Algeria condanna a 7 anni il giornalista francese Christophe Gleizes. Macron: “Profondamente preoccupato”
Emmanuel Macron (AP Photo/Philippe Magoni, Pool, File)

Il reporter sportivo è stato ritenuto colpevole di “apologia del terrorismo” per un reportage sulla squadra di calcio JS Kabylie

La Corte d’appello di Tizi Ouzo, in Algeria, ha confermato ieri la condanna a sette anni di reclusione per il giornalista sportivo francese Christophe Gleizes, 36 anni, accusato di “apologia del terrorismo“. Il miglioramento delle relazioni franco-algerine e il rilascio, il mese scorso, dello scrittore franco-algerino Boualem Sansal hanno alimentato le speranze per l’appello di Gleizes. Ora, l’unica possibilità per lo scrittore sportivo di essere rilasciato è ottenere la grazia dal presidente algerino Abdelmadjid Tebboune.

La condanna di Gleizes

Gleizes era stato condannato sei mesi fa per un’intervista a un dirigente calcistico accusato di legami con un movimento separatista vietato. È stato condannato per aver violato le leggi antiterrorismo algerine e per possesso di pubblicazioni a scopo propagandistico. Un portavoce del ministero degli Esteri francese ha dichiarato in un comunicato di deplorare il rigetto dell’appello di Gleizes e ha chiesto il suo rilascio. “La Francia ribadisce il suo attaccamento alla libertà di stampa in tutto il mondo”, ha affermato.

Macron: “Profonda preoccupazione per condanna Gleizes”

Il presidente francese Emmanuel Macron ha espresso la sua “profonda preoccupazione” in seguito alla condanna in Algeria del giornalista Christophe Gleizes a sette anni di carcere per “apologia del terrorismo”. Lo riferisce l’Eliseo. Il Presidente “invia i suoi pensieri a lui e alla sua famiglia”, si legge nella nota, “continueremo a lavorare con le autorità algerine per ottenere il suo rilascio e il suo ritorno in Francia il prima possibile”.

Gleizes ammette: “Molti errori giornalistici”

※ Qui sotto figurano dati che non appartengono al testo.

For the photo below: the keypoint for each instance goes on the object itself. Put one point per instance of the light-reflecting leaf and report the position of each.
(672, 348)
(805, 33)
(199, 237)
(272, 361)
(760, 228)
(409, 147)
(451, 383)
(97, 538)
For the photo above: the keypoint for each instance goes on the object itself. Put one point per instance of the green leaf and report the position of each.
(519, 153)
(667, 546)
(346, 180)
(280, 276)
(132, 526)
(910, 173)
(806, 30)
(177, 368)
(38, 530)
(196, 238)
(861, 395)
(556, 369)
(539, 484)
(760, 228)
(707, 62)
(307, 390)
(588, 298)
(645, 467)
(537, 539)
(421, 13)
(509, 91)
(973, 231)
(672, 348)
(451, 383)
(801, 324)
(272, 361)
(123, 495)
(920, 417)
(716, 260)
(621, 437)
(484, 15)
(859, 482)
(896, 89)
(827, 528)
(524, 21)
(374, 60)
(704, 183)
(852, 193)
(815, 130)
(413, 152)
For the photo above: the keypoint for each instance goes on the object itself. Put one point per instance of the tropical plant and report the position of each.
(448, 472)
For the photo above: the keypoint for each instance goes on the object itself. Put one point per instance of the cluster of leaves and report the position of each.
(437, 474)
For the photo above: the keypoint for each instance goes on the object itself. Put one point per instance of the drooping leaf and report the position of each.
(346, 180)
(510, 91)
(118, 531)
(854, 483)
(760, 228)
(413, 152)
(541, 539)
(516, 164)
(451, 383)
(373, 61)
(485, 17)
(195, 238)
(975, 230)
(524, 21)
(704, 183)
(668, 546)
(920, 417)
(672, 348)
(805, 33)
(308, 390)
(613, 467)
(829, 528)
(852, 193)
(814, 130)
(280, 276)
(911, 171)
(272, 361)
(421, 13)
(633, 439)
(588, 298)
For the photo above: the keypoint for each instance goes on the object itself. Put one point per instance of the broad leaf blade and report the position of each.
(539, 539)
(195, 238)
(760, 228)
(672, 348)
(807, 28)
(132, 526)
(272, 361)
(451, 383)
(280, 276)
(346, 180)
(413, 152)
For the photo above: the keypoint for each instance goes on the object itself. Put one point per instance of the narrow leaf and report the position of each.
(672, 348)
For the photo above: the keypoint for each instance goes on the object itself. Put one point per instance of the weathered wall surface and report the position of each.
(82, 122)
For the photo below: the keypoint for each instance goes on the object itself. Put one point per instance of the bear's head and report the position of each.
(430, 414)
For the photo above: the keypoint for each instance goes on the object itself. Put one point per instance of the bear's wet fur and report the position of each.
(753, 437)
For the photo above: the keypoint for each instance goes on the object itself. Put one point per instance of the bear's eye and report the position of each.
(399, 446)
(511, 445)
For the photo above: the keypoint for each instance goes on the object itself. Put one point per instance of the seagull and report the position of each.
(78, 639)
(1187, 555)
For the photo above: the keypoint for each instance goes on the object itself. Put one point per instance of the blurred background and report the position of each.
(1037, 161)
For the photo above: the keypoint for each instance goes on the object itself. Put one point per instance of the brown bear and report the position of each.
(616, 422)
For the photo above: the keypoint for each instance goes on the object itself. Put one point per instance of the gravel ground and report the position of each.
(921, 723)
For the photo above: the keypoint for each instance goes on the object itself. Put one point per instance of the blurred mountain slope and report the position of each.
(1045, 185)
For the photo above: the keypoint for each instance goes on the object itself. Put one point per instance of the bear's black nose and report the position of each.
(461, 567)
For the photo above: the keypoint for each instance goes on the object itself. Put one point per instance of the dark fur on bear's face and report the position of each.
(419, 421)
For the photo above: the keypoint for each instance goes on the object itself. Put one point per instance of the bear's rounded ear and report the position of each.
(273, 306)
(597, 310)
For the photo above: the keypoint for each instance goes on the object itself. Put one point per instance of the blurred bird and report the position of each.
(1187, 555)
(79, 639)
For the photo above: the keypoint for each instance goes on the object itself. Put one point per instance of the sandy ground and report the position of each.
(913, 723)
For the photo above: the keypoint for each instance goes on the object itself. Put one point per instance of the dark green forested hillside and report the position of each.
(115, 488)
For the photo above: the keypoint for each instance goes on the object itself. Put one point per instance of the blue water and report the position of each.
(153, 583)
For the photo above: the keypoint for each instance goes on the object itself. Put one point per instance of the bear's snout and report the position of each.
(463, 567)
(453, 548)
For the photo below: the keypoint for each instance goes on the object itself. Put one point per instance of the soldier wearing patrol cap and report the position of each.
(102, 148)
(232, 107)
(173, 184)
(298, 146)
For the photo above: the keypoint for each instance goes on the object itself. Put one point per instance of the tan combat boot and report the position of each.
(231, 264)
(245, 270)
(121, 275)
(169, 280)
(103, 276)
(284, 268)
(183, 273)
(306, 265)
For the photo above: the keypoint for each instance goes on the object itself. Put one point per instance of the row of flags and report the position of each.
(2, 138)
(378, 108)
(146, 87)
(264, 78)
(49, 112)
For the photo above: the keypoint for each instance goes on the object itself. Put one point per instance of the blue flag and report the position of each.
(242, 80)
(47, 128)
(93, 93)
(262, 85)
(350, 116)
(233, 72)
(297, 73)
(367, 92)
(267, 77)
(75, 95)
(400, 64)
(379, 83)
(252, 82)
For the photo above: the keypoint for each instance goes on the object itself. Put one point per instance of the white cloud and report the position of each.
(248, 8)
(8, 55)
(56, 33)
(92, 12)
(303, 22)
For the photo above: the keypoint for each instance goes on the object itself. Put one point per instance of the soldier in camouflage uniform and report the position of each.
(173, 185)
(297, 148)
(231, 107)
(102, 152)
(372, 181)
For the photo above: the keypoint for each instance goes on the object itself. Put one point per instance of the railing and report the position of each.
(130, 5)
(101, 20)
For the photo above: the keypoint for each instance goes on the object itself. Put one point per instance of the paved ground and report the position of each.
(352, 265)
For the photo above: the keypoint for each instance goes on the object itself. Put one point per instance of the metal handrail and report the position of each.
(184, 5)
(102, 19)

Davanti alla Corte d’appello Gleizes si è dichiarato colpevole, ha riconosciuto “molti errori giornalistici” e ha chiesto al pubblico ministero perdono e clemenza per poter tornare dalla sua famiglia in Francia, secondo quanto riferito ai giornalisti dal suo avvocato algerino, Amirouche Bakouri.

L’arresto dopo un’intervista

Gleizes è stato arrestato e posto sotto controllo giudiziario nel 2024. Le autorità sostengono che sia entrato nel Paese con un visto turistico mentre invece stava realizzando un reportage sulla JS Kabylie, la squadra di calcio storicamente più vincente dell’Algeria, i cui successi sono profondamente legati al movimento per il riconoscimento culturale della minoranza amazigh nella regione della Cabilia. Le accuse contro Gleizes derivano dai contatti che aveva avuto con il presidente di quella squadra di calcio che è anche membro del movimento politico, designato come gruppo terroristico quattro anni fa.